Foreach is just syntatic sugar on using the enumerable pattern. Look at this image

enter image description here.

I clicked on foreach to see what it's doing and you can see dotpeek wants to take me to the enumerator/current/next implementations which makes sense.

Other than that they are basically the same (testing the passed in predicate to see if an item is what you want)

Solution 2

I'm wagering that FirstOrDefault is running via the IEnumerable implementation, that is, it will use a standard foreach loop to do the checking. List<T>.Find() is not part of Linq (http://msdn.microsoft.com/en-us/library/x0b5b5bc.aspx), and is likely using a standard for loop from 0 to Count (or another fast internal mechanism probably operating directly on its internal/wrapped array).
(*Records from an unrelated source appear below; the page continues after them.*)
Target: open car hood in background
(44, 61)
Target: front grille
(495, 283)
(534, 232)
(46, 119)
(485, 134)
By getting rid of the overhead of enumerating through (and doing the version checks to ensure that the list hasn't been modified) the Find method is faster.

If you add a third test:

//3. System.Collections.Generic.List<T> foreach
Func<Customer, bool> dianaCheck = c => c.Name == diana;
watch.Restart();
foreach(var c in customers)
{
    if (dianaCheck(c))
        break;
}
watch.Stop();
Console.WriteLine("Diana was found in {0} ms with System.Collections.Generic.List<T> foreach.", watch.ElapsedMilliseconds);

That runs about the same speed as the first one (25ms vs 27ms for FirstOrDefault)

EDIT: If I add an array loop, it gets pretty close to the Find() speed, and given @devshorts peek at the source code, I think this is it:

//4. System.Collections.Generic.List<T> for loop
var customersArray = customers.ToArray();
watch.Restart();
int customersCount = customersArray.Length;
for (int i = 0; i < customersCount; i++)
{
    if (dianaCheck(customers[i]))
        break;
}
watch.Stop();
Console.WriteLine("Diana was found in {0} ms with an array for loop.", watch.ElapsedMilliseconds);

This runs only 5.5% slower than the Find() method.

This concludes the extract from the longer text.